The Real Junk Food Project
Every year around one third of food ends up in landfill around the world. In the UK alone this equates to approx 3.6 million tonnes every year.
When you consider that it is estimated that 8.4 million people in the UK are living in extreme poverty and are struggling to feed themselves you begin to see that that this shocking amount of food waste is not only bad for the environment, but also a shocking waste of food that could be feeding starving families.
Bellies not bins
A large amount of food waste generated in the UK comes from supermarkets discarding food that has reached it’s sell-by date. More often than not, the sell-by date precedes the use-by date and even then, the use-by date will air on the side of caution resulting in food being discarded that may not longer be worthy of selling but is very much still edible and worthy of eating.
The solution is obvious. Do not let food go to waste. Share it out amongst those in need.
It was this simple concept that inspired a young chef called Adam Smith to create a not-for-profit organisation titled ‘The Real Junk Food Project whose aim is to divert discarded supermarket food from landfill to the kitchen in order to offer meals to people in need.
The first ‘The Real Junk Food Project’ cafe was opened in Leeds in 2013 (pictured above), but today has grown into a worldwide network, feeding people in seven countries through 120 affiliated projects.
One of the most recent cafe’s to open is located in the city of Birmingham in the UK. Dibah is a volunteer at @TRJFPBrum and she explains their aims:
“Our aim is to raise the issue of food waste. We collect food that’s past it’s sell-by date from supermarkets and other food outlets 7 days a week, but we’re not a food bank.
@TRJFPBrum there’s no such thing as a free lunch. We believe this food is still worth something, so we operate a ‘Pay As You Feel’ system’ but money is not the only currency.
Whether we’re giving food out as groceries or making it into meals at one of our five community cafes, it’s affordable for everyone; the affluent, the homeless and hungry, the elderly or environmentalists. Those who are money-poor have other things to offer in return; cooking, cleaning, accounting, delivering, we have over 100 volunteers here from all walks of life. Any skill comes in handy @TRJFPBrum!”
Last year in the UK alone The Real Junk Food Project intercepted around 400 tonnes of waste food. That’s enough to feed a wholesome meal to 800 thousand hungry tums.

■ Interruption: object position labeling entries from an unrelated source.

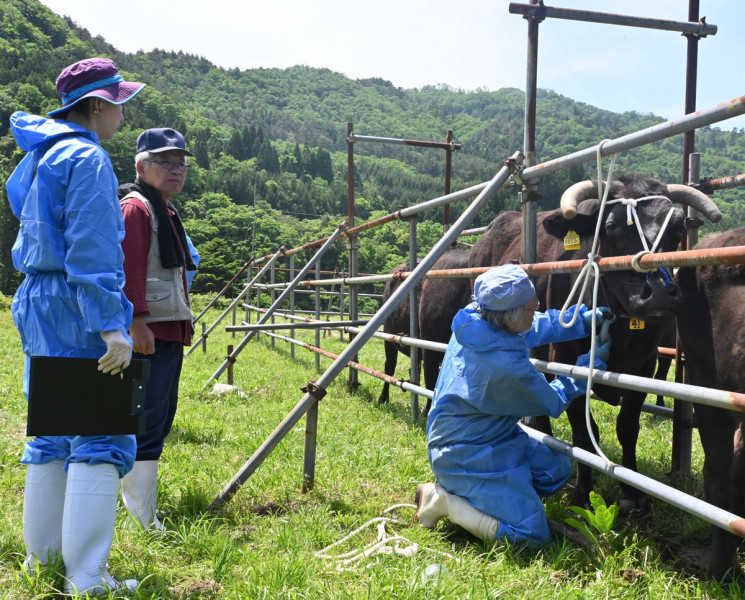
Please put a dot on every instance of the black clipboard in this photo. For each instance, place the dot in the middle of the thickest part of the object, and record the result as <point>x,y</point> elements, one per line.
<point>70,396</point>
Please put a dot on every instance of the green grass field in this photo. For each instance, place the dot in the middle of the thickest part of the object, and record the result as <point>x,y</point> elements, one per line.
<point>265,542</point>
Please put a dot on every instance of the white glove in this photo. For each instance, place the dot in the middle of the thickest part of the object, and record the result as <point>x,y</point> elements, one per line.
<point>118,352</point>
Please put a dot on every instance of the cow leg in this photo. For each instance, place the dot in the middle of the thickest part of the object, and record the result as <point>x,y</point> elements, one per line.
<point>431,367</point>
<point>663,367</point>
<point>717,430</point>
<point>627,431</point>
<point>391,360</point>
<point>581,439</point>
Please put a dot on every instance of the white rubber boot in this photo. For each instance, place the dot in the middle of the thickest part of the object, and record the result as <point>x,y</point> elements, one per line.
<point>43,505</point>
<point>431,504</point>
<point>434,502</point>
<point>139,494</point>
<point>88,528</point>
<point>471,519</point>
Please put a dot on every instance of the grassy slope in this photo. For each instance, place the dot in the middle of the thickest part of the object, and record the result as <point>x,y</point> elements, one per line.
<point>262,544</point>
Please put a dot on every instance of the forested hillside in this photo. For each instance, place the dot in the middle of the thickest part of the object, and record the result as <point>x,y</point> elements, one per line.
<point>276,139</point>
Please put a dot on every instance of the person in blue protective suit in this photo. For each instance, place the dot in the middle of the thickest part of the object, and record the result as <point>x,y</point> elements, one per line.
<point>490,474</point>
<point>71,303</point>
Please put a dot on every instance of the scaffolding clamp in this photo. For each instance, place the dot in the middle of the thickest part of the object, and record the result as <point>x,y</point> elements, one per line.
<point>315,390</point>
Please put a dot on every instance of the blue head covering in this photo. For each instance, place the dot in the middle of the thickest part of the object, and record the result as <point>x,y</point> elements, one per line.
<point>503,288</point>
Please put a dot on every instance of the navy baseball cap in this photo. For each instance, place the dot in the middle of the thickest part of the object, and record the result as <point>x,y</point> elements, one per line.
<point>161,140</point>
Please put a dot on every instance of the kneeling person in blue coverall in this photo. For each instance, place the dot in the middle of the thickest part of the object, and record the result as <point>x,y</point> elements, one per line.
<point>491,475</point>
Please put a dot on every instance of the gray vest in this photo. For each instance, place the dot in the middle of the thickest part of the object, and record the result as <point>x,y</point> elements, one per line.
<point>164,289</point>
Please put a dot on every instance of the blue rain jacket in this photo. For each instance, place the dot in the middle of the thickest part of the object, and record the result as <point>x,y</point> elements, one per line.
<point>69,248</point>
<point>475,446</point>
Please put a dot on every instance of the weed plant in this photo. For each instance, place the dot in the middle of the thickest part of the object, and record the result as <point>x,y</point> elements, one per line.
<point>263,543</point>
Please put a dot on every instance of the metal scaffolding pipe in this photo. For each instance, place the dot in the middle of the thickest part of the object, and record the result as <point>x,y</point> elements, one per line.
<point>702,28</point>
<point>237,299</point>
<point>404,142</point>
<point>302,273</point>
<point>683,391</point>
<point>712,514</point>
<point>709,186</point>
<point>309,325</point>
<point>732,255</point>
<point>404,385</point>
<point>700,118</point>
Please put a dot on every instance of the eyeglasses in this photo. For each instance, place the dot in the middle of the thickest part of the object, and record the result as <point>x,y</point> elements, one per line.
<point>167,165</point>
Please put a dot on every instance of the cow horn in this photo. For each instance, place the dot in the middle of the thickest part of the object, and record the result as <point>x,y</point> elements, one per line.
<point>683,194</point>
<point>582,190</point>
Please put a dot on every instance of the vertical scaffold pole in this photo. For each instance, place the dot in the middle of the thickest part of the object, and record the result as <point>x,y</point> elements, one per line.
<point>353,246</point>
<point>413,319</point>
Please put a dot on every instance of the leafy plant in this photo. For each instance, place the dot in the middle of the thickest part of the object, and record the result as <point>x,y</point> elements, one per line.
<point>599,527</point>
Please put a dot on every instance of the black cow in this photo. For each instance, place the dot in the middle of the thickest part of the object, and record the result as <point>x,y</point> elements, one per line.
<point>439,300</point>
<point>637,299</point>
<point>711,326</point>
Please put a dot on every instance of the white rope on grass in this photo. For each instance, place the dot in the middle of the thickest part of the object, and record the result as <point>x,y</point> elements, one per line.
<point>386,543</point>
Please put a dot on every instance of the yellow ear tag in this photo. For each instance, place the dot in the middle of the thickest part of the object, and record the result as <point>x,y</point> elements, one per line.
<point>636,324</point>
<point>571,241</point>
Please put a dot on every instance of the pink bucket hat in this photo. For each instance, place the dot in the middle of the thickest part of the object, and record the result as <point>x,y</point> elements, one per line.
<point>93,77</point>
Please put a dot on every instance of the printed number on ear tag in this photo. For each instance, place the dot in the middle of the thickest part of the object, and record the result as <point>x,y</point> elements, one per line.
<point>571,241</point>
<point>636,324</point>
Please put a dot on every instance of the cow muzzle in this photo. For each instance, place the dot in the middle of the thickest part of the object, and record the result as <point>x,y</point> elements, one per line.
<point>659,296</point>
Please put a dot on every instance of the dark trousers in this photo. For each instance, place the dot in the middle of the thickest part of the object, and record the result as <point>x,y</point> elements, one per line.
<point>161,397</point>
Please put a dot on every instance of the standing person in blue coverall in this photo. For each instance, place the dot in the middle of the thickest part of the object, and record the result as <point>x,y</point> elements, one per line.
<point>491,475</point>
<point>71,303</point>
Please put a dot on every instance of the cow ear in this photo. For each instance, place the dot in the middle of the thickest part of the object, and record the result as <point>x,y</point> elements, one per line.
<point>583,223</point>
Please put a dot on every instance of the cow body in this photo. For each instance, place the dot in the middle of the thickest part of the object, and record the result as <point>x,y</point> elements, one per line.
<point>711,327</point>
<point>647,297</point>
<point>439,300</point>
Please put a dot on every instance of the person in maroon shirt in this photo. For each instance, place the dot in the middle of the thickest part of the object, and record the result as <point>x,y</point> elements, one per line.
<point>156,259</point>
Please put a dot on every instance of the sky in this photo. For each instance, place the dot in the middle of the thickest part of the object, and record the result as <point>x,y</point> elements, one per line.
<point>466,44</point>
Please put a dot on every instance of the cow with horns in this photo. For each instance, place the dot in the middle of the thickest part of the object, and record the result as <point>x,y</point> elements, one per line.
<point>639,215</point>
<point>711,326</point>
<point>439,300</point>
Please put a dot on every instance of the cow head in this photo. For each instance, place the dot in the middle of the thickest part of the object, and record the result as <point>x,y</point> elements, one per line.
<point>642,295</point>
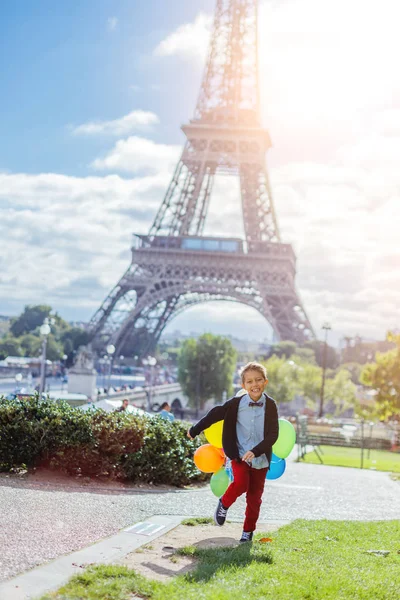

On the surface It sounds like a huge success story but sadly not all the food they intercept makes it as far as the plate.
“It’s great that we’re feeding those in food poverty but first and foremost we’re an environmental charity. We don’t want to exist, we shouldn’t exist, but the mountain of food produced and wasted just keeps growing. Inevitably we inherit food which isn’t fit for human consumption or can’t be distributed in time before its use-by date… so a significant amount still ends up in landfill, causing enormous environmental harm.”
In order to try to combat this waste, Dibah and her colleagues decided to deploy two Ridan composters, which can be fed almost any food and they’re certainly not fussy about use-by dates!
‘We thought by composting our excess food, rather than sending it to landfill, we’d get nearer to closing the recycling loop …. and produce less pollution. The Ridans will help us to achieve that goal’..
Dibah’s so pleased she already has plans to spread the word.
“The Ridan is working really well. We need to educate people on how to reduce food waste; Birmingham could be a lot more sustainable as a city. Our long-term aim is to help our community to waste less in the first place but we also want to get local businesses interested in recycling excess food in a carbon neutral way.
We’ll be saying, “come and have a look at this, you can have one of these Ridan’s in your back yard; it composts your food waste, helps the environment and brings down your refuse bills!”